Abstrak
Maskulinitas Kulit Putih Dalam Burmese Days Dan Shooting An Elephant Karya George Orwell (The Masculinity of White Men in George Orwell’s Burmese Days and Shooting An Elephant)
Nenden Rikma Dewi, Aquarini Priyatna, Yati Aksa
Universitas Padjadjaran, Metasastra, Vol. 6 No. 2, Desember 2013: 103—114
Bahasa Indonesia, Bahasa Inggris
Universitas Padjadjaran, Metasastra, Vol. 6 No. 2, Desember 2013: 103—114
dan identitas, Identity, inferioritas, inferiority, masculinity, maskulinitas, superioritas, superiority
Orwell menjadikan pengalaman hidupnya sebagai bagian dari setiap karyanya dan menggunakannya untuk menyampaikan berbagai gagasannya.
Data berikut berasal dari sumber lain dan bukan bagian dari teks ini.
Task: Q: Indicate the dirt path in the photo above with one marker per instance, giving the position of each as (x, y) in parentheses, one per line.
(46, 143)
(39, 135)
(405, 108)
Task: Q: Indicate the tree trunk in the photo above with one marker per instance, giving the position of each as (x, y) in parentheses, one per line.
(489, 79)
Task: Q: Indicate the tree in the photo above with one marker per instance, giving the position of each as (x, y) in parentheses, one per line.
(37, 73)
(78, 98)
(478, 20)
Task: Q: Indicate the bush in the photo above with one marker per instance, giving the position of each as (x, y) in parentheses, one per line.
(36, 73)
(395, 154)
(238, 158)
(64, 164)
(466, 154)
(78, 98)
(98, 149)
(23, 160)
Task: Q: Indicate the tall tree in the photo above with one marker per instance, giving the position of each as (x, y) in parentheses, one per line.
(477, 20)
Melalui novel Burmese Days dan sebuah esai berjudul Shooting an Elephant yang keduanya saling berkaitan, Orwell mengemukan gagasannya mengenai wacana kolonialisme di wilayah koloni Inggris di Burma. Isu yang terkadang luput dalam pembacaan karya Orwell adalah isu gender. Oleh karena itu, kajian ini akan menganalisis bagaimana maskulinitas laki-laki kulit putih dipaparkan dan faktor-faktor pendorong atau penghalang maskulinitas tersebut. Agar dapat menganalisis isu tersebut, kajian ini menggunakan pendekatan yang ditawarkan Mosse, Bhabha dan Sinha mengenai maskulinitas dalam wacana poskolonial. Berdasarkan analisis yang dilakukan, kajian ini dapat menunjukkan bahwa maskulinitas laki-laki kulit putih koloni Inggris di wilayah Burma, khususnya Kyauktada disebabkan oleh konsep mereka mengenai isu superioritas dan inferioritas.
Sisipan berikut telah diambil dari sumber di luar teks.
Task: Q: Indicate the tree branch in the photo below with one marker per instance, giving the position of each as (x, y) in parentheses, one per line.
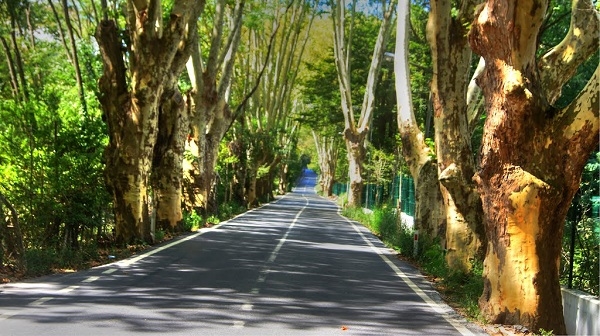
(581, 116)
(559, 64)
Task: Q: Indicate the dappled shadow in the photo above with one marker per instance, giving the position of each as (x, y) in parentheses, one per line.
(238, 279)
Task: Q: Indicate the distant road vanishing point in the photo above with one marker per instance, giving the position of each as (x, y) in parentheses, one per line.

Orwell made his life experiences as a part of his works and used them to convey a variety of his ideas. Through his novel entitling Burmese Days and his essay called Shooting an Elephant, both of them were related to, Orwell wrote his ideas about discourse of colonialism in the British colony in Burma. A peculiar issue in Orwell’s work is the gender issue. Therefore, this study shows masculinity of white men, and the factors motivating or obstructing such masculinity. In order to analyze these issues, this study applies George Mosse’s (1996), Homi K. Bhabha’s (1995) and Mrinalini Sinha’s (1995) approach on masculinity in postcolonial discourse. Based on the analysis, this study is to provide the assumption that masculinity of white men in the British colony in Burma, particularly Kyauktada, was caused by their concept of superiority and inferiority.